- 2021/02/18 掲載
日銀、市場急変時のETF積極買い入れを明確化へ=関係筋
日銀は3月の金融政策決定会合で政策点検の結果を公表する予定。複数の関係者によると、日銀内ではETFの買い入れ上限やめどを撤廃する案も浮上している。
新型コロナウイルスの感染拡大で株安が進展したことを受け、日銀は昨年3月にETFの購入積極化を打ち出した。コロナ対策として年12兆円を上限に買い入れるとする一方、原則的な残高増加ペースは年6兆円という2つの目標を掲げてきた。しかし、日銀の実際の購入額は市場が不安定化した昨年3月、4月には年12兆円を上回るペースとなったものの、株価が堅調に推移する局面では買い入れ額が減り、年12兆円目標からかい離。今年2月は日経平均株価が3万円を回復する中、18日までに通常のETFは買っておらず、設備・人材投資に積極的に取り組んでいる企業のETFを合計156億円購入するにとどまっている。

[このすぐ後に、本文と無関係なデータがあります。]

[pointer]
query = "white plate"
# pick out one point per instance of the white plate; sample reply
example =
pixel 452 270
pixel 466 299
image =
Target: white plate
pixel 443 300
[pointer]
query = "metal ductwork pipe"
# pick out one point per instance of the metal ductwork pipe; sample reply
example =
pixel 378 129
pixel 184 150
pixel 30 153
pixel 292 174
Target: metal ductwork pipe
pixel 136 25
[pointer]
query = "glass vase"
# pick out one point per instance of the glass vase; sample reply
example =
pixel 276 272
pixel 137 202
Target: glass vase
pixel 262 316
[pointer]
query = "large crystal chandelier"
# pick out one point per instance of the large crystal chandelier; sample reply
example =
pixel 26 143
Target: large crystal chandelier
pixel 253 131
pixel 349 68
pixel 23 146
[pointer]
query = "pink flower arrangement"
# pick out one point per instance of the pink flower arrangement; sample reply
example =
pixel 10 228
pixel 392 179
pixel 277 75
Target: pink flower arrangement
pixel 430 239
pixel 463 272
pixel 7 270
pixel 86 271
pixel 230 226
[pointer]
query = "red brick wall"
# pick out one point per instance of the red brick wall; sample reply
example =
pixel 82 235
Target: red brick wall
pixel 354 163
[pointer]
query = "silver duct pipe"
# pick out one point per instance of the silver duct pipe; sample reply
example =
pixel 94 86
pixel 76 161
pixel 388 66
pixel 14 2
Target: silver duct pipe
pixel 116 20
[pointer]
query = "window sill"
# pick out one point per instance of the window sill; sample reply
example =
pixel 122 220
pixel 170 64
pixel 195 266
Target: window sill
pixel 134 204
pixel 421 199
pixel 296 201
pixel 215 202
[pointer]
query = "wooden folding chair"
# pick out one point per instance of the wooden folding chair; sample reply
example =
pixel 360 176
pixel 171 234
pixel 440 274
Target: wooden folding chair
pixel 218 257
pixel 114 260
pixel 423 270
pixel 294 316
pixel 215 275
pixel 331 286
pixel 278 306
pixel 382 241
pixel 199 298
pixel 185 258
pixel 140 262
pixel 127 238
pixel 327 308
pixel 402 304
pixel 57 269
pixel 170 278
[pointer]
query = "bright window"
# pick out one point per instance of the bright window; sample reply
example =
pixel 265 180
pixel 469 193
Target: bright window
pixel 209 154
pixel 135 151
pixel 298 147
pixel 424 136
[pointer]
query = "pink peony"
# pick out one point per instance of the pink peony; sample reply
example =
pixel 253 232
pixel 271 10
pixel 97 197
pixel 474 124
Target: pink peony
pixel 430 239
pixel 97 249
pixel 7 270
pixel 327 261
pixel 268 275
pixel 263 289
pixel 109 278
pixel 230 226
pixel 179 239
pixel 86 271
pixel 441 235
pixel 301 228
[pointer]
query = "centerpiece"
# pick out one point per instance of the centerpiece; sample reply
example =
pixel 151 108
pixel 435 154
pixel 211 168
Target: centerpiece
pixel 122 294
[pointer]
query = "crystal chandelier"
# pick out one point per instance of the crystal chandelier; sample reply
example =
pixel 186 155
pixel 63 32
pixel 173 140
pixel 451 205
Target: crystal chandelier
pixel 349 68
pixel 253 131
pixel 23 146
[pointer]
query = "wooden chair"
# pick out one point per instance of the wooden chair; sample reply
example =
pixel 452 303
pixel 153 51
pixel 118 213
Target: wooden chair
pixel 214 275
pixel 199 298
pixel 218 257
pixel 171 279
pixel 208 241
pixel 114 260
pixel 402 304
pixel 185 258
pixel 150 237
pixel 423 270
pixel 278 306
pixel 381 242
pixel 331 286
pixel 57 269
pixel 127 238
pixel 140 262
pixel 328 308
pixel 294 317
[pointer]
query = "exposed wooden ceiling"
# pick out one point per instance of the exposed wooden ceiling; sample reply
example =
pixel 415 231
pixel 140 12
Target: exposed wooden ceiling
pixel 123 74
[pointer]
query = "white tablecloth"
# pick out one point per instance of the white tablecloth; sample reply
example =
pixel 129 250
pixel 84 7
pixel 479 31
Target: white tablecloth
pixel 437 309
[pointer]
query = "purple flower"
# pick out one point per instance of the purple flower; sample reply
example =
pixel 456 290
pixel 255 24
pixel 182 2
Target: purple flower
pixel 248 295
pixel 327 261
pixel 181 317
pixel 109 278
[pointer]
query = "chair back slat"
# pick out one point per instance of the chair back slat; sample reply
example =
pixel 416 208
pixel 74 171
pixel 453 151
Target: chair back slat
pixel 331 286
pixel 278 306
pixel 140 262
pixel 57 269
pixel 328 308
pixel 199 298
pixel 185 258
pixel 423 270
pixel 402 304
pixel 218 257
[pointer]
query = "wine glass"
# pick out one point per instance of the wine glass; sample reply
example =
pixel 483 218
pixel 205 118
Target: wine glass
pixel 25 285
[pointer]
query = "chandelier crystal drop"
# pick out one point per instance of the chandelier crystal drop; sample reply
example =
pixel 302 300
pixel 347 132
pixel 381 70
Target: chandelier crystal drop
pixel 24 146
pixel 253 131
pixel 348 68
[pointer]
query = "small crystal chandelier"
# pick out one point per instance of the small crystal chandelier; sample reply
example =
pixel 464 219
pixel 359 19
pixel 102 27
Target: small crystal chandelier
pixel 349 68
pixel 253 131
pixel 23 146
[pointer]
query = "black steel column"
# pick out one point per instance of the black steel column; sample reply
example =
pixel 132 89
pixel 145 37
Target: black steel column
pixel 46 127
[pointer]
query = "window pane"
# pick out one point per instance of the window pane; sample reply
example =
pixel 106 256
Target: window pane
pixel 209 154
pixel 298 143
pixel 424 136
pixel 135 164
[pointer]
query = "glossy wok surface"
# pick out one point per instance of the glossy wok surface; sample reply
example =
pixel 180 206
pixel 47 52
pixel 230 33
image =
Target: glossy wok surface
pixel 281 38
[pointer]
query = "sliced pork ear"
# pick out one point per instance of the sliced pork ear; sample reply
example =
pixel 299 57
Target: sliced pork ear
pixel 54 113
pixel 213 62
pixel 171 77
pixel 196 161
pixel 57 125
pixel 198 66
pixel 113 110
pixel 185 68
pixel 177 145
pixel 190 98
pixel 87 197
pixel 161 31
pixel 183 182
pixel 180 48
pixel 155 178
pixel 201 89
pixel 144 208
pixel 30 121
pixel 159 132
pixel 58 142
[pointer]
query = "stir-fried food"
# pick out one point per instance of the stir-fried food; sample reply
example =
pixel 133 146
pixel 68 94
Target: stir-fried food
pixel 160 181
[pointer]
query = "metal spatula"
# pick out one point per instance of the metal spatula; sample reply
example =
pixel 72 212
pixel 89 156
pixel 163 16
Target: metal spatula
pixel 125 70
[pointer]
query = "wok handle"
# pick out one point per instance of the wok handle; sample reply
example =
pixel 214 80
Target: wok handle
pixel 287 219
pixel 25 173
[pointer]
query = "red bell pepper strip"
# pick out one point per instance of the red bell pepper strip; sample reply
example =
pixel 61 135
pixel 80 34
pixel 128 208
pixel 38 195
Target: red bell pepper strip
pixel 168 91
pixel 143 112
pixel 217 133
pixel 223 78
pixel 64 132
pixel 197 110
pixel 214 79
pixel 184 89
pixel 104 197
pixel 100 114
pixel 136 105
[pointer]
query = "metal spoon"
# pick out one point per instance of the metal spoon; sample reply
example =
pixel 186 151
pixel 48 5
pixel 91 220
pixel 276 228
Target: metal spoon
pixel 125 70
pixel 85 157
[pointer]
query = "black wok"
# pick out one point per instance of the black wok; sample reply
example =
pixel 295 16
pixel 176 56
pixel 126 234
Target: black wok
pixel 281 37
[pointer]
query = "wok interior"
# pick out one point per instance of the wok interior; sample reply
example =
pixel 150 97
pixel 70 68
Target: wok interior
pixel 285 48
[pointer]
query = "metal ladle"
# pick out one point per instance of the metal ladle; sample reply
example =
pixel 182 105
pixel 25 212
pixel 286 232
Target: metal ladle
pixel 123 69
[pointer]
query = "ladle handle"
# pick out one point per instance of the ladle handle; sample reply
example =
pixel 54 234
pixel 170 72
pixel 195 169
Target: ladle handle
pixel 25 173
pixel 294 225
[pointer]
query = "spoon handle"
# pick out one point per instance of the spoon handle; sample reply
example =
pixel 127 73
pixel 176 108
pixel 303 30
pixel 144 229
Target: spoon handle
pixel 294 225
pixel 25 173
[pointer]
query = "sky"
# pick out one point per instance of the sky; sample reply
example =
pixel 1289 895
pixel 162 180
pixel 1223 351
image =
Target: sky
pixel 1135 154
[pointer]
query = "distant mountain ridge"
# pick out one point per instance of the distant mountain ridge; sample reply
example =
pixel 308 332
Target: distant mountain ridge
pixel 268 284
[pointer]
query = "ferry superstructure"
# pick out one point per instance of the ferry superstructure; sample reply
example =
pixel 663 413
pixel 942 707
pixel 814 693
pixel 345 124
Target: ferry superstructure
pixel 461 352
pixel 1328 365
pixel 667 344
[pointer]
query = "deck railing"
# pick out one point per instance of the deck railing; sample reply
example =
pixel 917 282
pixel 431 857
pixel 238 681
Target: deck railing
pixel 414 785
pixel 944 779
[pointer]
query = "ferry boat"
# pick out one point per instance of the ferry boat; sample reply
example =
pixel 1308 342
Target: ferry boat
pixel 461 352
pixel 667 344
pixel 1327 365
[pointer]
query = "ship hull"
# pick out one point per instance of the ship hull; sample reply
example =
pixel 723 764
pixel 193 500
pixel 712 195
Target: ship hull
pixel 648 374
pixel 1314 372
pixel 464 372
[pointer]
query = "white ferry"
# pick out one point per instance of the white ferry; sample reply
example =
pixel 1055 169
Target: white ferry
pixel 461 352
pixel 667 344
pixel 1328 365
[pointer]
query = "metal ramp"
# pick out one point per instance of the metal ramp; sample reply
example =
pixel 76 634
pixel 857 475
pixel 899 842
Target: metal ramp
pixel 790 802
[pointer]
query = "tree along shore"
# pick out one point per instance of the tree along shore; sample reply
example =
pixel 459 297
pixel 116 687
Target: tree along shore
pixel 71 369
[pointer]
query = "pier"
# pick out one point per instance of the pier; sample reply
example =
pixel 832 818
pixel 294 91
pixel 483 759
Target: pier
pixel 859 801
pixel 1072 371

日銀では、購入目標を掲げ続け、実際の購入額とのかい離が広がれば市場に「日銀の緩和姿勢が後退した」との誤ったメッセージを送ることになるのではないかとの見方が出ている。目標を撤廃する代わりに、市場急変時には機動的に買い入れを増やすとともに、実際に大量の買い入れを行えば、市場の誤解は払しょくできるとする。
ただ、政策点検は年度末が迫る中で結果を公表する予定となっていることから、上限撤廃によって市場のボラティリティが拡大することへの懸念も根強い。日々の市場調節の指針として買い入れ目標がなお必要との声も出ており、目標を残すのか撤廃するのか、日銀内で結論には至っていない。